While this past week has detracted from the company's five-year return, let's look at the recent trends of the underlying business and see if the gains have been in alignment.

To paraphrase Benjamin Graham: Over the short term the market is a voting machine, but over the long term it's a weighing machine. One flawed but reasonable way to assess how sentiment around a company has changed is to compare the earnings per share (EPS) with the share price.

Over half a decade, Shinyoung Securities managed to grow its earnings per share at 12% a year. This EPS growth is slower than the share price growth of 19% per year, over the same period. So it's fair to assume the market has a higher opinion of the business than it did five years ago. And that's hardly shocking given the track record of growth.

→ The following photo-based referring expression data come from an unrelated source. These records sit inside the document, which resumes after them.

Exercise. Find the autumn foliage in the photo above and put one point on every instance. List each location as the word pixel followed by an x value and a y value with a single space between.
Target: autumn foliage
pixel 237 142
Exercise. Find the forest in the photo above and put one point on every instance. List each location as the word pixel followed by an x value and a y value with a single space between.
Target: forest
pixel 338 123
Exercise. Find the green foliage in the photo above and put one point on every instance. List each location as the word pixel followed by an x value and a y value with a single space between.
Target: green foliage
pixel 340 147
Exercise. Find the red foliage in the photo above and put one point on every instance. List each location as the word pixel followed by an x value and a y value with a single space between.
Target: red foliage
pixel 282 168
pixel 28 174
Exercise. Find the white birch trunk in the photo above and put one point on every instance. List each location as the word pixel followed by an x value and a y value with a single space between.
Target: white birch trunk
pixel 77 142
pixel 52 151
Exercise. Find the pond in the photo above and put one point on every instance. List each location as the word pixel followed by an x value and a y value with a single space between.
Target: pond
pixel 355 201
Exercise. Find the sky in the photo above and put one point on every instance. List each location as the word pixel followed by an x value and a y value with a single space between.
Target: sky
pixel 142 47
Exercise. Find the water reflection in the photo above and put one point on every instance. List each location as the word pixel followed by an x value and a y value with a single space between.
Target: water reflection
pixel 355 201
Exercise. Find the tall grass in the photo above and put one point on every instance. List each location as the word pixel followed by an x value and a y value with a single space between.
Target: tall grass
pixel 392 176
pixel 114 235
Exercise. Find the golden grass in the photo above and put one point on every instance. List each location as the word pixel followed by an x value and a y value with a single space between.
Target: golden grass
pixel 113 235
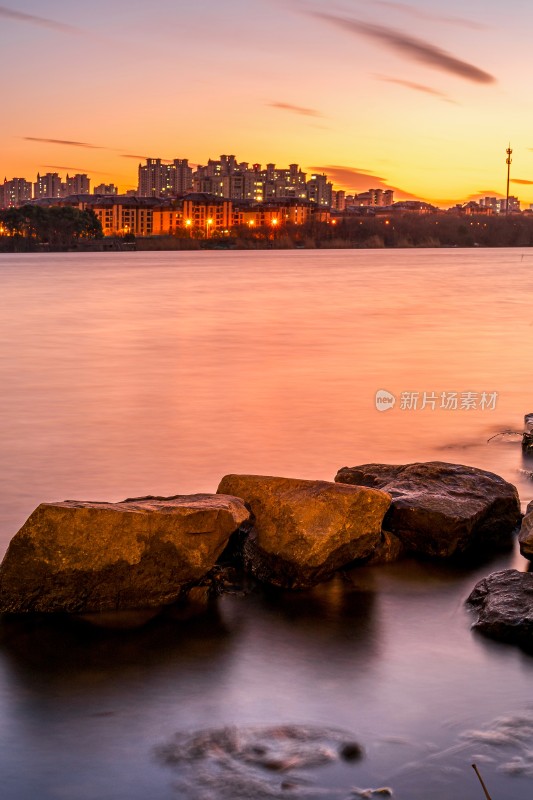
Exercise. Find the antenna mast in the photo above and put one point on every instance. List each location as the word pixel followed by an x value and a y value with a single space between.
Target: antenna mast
pixel 508 162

The company's earnings per share (over time) is depicted in the image below (click to see the exact numbers).

earnings-per-share-growth
KOSE:A001720 Earnings Per Share Growth January 5th 2026

Before buying or selling a stock, we always recommend a close examination of historic growth trends, available here.

What About Dividends?

As well as measuring the share price return, investors should also consider the total shareholder return (TSR). Whereas the share price return only reflects the change in the share price, the TSR includes the value of dividends (assuming they were reinvested) and the benefit of any discounted capital raising or spin-off. Arguably, the TSR gives a more comprehensive picture of the return generated by a stock. We note that for Shinyoung Securities the TSR over the last 5 years was 240%, which is better than the share price return mentioned above. The dividends paid by the company have thusly boosted the total shareholder return.

A Different Perspective

It's good to see that Shinyoung Securities has rewarded shareholders with a total shareholder return of 86% in the last twelve months. That's including the dividend. That's better than the annualised return of 28% over half a decade, implying that the company is doing better recently. Given the share price momentum remains strong, it might be worth taking a closer look at the stock, lest you miss an opportunity. I find it very interesting to look at share price over the long term as a proxy for business performance. But to truly gain insight, we need to consider other information, too. Take risks, for example - Shinyoung Securities has 1 warning sign we think you should be aware of.

We will like Shinyoung Securities better if we see some big insider buys. While we wait, check out this free list of undervalued stocks (mostly small caps) with considerable, recent, insider buying.

Please note, the market returns quoted in this article reflect the market weighted average returns of stocks that currently trade on South Korean exchanges.